The Coroner is also intending to issue a Preventing Future Deaths report to the Trust in charge of Pilgrim Hospital. The Court heard that two pre-alert calls were made by paramedics from the ambulance, yet there was no-one waiting at the hospital to receive her. Although this did not make a difference to Gail, it could have potentially fatal outcomes for other patients and therefore the Coroner intends to issue a Preventing Future Deaths report asking Pilgrim Hospital what happens to these pre-alert calls to ensure that there is an appropriate team ready to receive a patient in need of resuscitation.
After the hearing, Ryan said: “We had been trying for a baby and were delighted when Gail fell pregnant especially after the miscarriage.
“Gail’s pregnancy had been smooth in those first few weeks and because of what happened previously we were both looking out for any changes or warning signs.
“When I was told that Gail’s condition was not life-threatening I had to put my trust in them. I was frustrated and felt so helpless that I couldn’t do anything when she was clearly in so much pain.
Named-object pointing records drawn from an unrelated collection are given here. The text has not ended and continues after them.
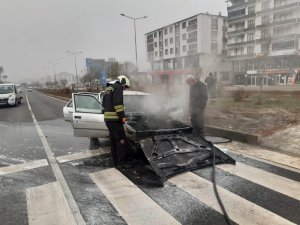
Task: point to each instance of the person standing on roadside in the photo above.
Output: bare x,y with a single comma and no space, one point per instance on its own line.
212,88
114,117
197,104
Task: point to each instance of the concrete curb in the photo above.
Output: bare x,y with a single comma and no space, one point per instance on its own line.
233,135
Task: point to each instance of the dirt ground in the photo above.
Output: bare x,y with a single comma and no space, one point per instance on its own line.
278,111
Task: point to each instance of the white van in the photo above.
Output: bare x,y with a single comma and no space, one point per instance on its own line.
10,95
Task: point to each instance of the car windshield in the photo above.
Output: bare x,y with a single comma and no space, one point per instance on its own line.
6,89
141,103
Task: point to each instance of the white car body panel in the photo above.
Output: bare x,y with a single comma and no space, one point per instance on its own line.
87,120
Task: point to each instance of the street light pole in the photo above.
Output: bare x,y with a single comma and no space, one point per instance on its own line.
74,54
134,19
54,64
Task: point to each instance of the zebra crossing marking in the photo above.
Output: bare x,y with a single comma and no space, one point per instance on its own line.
82,155
47,205
240,210
270,180
23,166
260,159
132,203
276,157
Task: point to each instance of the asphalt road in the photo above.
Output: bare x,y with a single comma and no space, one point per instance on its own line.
21,142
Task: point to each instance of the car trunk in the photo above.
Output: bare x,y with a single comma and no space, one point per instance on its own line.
169,146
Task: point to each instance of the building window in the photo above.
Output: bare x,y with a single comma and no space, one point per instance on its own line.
265,19
266,5
264,34
214,47
251,24
214,22
278,3
251,10
214,35
264,48
250,37
284,45
193,22
237,13
250,49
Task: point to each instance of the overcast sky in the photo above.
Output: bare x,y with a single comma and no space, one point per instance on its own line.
34,33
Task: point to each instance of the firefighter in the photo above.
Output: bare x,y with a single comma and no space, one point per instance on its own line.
197,104
114,117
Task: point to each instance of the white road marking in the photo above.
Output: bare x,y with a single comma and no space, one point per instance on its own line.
52,97
240,210
47,205
266,157
23,166
272,181
82,155
134,205
57,172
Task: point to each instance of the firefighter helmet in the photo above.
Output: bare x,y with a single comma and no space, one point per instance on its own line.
124,81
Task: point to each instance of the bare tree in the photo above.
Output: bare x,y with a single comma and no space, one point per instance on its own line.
263,64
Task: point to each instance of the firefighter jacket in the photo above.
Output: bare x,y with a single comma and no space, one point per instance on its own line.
113,103
198,97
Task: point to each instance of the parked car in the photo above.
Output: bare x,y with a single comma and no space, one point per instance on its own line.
10,95
85,112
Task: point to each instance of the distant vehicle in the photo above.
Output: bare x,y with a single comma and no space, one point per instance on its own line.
167,145
88,107
10,95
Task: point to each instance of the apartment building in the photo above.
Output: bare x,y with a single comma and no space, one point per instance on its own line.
263,41
196,43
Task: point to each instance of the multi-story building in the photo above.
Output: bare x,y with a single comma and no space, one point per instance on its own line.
263,41
196,43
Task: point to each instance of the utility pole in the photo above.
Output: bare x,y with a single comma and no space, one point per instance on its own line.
74,54
54,64
134,19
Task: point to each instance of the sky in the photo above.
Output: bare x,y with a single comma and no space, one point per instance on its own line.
37,33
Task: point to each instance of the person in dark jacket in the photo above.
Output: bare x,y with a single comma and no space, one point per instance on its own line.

“It felt like I was the only one willing to do anything to get her to hospital. One minute Gail was fine, the next thing I was identifying her body.
“I still can’t believe what has happened and the unacceptable care Gail received. We had a reasonable expectation that Gail’s call would be treated appropriately and that an ambulance would come.
“There are no words to fully describe the way I feel about watching my wife dying as we waited for an ambulance and then in the ambulance on the way to hospital.
“All I can hope for now is that Gail did not die in vain. I do not want anyone else to go through what I have been through and lose a loved one in such a horrific and needless way.”